FLVR Program Returns With New Restrictions
FLVR Program Returns With New Restrictions
In the Spring of 2016, with a budget of $31,600, the Associated Students board began a pilot program titled Free Lunch Voucher (FLVR), that was aimed at providing food assistance to struggling, homeless students at SMC. By handing out up to 50 daily vouchers good for $5 worth of food each to students on a first come, first serve basis, they hoped to combat the issue of hunger among SMC students.
While in its pilot stages, the program — although seen as an achievement by the AS Board of Directors and recognized statewide as a success — hit a few bumps in the road.
FLVR, a program directed towards student assistance based on need, actually had no way of verifying each student’s needs.
The creator of the program, Director of Student Outreach Johnathon Hughes, strictly wanted to forgo the process of requiring financial proof because he wanted to break the social stigma against poverty.
This semester, The FLVR program has fallen into new hands and the new AS board has taken a different approach by implementing some new requirements for the students utilizing it.
Following in the footsteps of other programs like EOPS and Black Collegians, FLVR now requires students to verify financial need through the financial office.
In addition to financial standards, students will also be held to academic standards in order to participate in the program. There is now a 6 unit, 1.5 GPA minimum requirement, along with the promise that each student using the program will improve each semester.
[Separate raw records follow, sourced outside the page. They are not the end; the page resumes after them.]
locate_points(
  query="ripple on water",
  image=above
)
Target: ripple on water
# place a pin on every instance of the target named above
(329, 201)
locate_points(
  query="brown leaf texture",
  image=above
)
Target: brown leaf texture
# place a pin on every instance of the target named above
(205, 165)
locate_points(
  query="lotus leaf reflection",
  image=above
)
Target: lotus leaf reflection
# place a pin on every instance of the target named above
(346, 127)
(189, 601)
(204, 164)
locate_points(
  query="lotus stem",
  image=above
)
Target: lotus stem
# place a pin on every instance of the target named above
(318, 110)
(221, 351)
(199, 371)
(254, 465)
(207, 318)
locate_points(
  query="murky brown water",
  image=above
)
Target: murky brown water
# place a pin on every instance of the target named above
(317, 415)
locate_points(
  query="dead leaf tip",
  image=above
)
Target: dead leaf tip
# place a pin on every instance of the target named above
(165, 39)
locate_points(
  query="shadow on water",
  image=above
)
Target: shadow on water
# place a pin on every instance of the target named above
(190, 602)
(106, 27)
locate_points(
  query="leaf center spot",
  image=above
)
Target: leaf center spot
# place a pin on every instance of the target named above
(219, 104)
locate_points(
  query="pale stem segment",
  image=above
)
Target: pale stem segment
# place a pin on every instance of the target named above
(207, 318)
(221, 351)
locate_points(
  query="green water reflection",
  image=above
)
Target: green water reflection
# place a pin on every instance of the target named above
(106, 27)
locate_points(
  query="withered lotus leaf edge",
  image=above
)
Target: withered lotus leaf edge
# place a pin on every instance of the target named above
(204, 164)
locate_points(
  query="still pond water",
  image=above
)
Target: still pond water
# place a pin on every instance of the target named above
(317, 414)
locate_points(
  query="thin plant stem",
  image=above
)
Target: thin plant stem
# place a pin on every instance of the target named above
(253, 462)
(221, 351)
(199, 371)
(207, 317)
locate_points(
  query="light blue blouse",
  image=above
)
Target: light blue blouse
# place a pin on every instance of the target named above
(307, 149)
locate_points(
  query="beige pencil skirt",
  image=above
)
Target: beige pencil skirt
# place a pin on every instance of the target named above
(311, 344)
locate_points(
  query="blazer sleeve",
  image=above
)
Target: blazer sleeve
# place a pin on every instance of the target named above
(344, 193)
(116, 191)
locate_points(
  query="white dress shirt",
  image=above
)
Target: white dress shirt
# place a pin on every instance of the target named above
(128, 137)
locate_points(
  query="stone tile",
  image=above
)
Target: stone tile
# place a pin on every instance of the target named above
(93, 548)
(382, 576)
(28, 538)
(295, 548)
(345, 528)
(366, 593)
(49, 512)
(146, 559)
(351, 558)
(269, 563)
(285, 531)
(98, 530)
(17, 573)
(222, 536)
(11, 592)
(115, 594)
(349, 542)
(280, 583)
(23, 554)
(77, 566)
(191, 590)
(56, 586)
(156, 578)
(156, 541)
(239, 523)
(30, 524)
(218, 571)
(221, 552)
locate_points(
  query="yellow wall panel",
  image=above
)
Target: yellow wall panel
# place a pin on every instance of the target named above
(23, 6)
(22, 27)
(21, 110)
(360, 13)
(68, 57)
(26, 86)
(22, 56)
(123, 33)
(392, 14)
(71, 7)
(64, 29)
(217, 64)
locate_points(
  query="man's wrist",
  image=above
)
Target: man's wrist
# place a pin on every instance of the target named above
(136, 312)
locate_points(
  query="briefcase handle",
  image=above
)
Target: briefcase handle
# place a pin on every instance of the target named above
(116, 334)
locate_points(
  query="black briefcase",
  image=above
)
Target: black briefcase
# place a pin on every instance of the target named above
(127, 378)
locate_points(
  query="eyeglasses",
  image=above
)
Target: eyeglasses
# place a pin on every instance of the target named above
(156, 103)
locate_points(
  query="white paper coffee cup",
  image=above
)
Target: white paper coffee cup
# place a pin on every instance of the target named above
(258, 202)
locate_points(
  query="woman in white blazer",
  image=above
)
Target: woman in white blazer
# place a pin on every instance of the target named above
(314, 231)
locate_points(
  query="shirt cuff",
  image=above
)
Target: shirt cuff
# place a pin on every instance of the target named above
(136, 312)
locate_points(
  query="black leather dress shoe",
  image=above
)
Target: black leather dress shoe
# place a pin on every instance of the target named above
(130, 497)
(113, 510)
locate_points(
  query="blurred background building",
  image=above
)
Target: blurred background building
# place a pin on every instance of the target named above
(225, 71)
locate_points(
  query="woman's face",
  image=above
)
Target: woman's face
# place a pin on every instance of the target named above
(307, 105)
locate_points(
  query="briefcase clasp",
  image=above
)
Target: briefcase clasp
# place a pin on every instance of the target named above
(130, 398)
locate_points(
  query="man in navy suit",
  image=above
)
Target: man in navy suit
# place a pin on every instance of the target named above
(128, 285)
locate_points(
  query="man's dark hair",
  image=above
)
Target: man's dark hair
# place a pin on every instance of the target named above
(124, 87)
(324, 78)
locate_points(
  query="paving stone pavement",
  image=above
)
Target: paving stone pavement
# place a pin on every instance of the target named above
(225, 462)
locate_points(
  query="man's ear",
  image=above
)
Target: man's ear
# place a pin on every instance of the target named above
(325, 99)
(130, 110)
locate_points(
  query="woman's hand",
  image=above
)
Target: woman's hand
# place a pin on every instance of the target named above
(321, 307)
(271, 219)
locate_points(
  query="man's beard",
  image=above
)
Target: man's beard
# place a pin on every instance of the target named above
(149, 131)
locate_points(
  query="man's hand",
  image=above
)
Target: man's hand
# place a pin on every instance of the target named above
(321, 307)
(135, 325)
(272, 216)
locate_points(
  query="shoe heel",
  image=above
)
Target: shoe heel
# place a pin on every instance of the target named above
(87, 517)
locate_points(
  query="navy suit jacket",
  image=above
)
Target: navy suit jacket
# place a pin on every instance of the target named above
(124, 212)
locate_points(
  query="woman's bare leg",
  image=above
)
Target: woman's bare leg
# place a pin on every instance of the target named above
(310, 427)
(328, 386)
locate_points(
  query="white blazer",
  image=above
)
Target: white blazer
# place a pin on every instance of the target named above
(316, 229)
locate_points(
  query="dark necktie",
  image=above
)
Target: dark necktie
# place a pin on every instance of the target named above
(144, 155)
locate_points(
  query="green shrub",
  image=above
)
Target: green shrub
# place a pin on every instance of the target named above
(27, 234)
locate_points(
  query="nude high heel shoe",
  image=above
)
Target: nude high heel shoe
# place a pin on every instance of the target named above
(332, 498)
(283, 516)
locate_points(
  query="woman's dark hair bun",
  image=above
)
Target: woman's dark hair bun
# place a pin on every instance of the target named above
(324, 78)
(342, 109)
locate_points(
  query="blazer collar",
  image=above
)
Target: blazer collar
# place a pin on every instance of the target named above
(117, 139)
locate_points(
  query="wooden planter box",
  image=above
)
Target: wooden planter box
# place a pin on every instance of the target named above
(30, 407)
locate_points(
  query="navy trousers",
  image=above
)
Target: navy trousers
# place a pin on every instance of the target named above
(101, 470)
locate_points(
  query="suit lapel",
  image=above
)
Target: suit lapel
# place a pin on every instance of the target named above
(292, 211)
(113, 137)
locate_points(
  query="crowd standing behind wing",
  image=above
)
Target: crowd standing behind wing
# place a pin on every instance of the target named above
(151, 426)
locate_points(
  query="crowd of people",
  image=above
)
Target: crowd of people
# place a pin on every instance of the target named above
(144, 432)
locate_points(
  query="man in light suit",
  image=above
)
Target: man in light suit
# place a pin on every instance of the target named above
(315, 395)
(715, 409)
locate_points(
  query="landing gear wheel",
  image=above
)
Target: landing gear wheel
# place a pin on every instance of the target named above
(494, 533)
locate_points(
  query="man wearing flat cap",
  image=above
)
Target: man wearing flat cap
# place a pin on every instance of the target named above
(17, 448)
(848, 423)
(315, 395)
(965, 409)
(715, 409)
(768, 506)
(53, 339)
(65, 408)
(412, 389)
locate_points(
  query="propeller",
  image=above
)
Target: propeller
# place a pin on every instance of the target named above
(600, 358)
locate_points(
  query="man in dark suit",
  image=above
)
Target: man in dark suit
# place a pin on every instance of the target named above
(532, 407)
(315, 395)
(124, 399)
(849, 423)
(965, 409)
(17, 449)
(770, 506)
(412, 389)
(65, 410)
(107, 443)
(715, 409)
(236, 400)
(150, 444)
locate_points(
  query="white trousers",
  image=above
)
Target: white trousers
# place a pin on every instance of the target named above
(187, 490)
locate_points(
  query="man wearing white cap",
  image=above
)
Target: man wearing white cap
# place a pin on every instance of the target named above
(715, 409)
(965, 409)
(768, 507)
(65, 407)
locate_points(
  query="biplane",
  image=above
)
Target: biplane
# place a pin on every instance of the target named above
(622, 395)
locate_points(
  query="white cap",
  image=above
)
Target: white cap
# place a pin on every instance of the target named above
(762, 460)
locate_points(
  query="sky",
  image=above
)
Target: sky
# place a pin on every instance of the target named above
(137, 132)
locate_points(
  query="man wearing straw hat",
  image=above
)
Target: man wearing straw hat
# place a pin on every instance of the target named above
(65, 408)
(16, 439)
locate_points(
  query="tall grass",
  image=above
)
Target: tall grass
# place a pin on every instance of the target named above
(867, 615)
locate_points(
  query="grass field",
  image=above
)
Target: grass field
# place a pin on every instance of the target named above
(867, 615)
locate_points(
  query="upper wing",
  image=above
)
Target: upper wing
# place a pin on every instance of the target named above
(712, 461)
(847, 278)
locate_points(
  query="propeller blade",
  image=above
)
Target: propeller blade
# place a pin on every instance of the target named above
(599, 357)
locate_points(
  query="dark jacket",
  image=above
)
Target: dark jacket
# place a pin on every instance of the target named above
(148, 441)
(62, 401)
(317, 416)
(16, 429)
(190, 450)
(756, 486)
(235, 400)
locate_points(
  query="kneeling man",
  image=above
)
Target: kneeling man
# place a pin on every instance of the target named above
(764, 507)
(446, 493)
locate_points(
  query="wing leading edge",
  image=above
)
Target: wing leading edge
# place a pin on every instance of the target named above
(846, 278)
The amount of improvement does not matter as long as some improvement is made.
Students using the FLVR program are also required to meet with a counselor three times a semester. The first session has to be done with an AS-chosen counselor and the remaining two sessions are to be done with any counselor they choose. Each time the student will receive 5 vouchers worth $5 each.
Students using the FLVR program are now required to meet with a counselor 3 times a semester, be enrolled in a minimum of 6 units, and hold at least a 1.5 GPA.
If students do not meet these requirements, there is talk of putting them on some kind of probation, but as of now there is nothing set in stone.
When the changes were announced at the Board of Trustees meeting on September 6, SMC Trustee Margaret Quioñes-Perez said, “If I could just express a concern, It took a while for us as a college to get the development of the FLVR program. It’s really in its infancy stage, so I hate to see it make hoops that the student population would have to go through if they are homeless.”
Margaret’s concerns were left unaddressed as there were no other opposers.
New Director of Student Assistance in charge of the program, Jazzmin Sardin, said, “No one was opposed. We all came to an agreement that students need the program, but we want them to improve… A couple of returning students didn’t meet the GPA requirements and I understand where they are coming from, because I was in that situation once myself. So those students have been taken into special consideration.”
After last semester, a lot of students opted out of the program to make room for those who were actually in need.
During the Board of Trustees meeting, AS president Terrance Ware said, “This was really significant for us because a lot of students last semester, we felt like, didn’t have the need. So to see students are saying themselves they may or may not need it is exciting.”
Last semester, the funding for the FLVR program was left on shaky ground.
The future of funding for the program was undecided, but there was talk of funds coming from a proposed payroll deduction so that any staff members who wish to support FLVR could donate as private individuals. According to Sardin, she has not been in contact with the Interim Dean of Institutional Advancement, Lizzie Moore, who originally offered to carry out that plan.
This semester the FLVR program will be funded through AS much like the pilot program was, but Sardin hopes to find funding elsewhere eventually. “We’ve talked about handing it [FLVR] off to someone else because AS doesn’t have the manpower to continue to fund it,” she said.
AS started off the program at the beginning of the Fall semester with a $20,000 budget.
At $5 a voucher, that is a total of 4,000 meals for the semester. AS is planning on proposing another $30,000 to continue funds through the end of the semester.
As of now, a total of 98 students are enrolled in the FLVR program. That number is quite a bit lower from last semester’s total enrollment of 232 students. That is possibly due to the fact that it’s so early on in the semester, but could also be due to the new restrictions.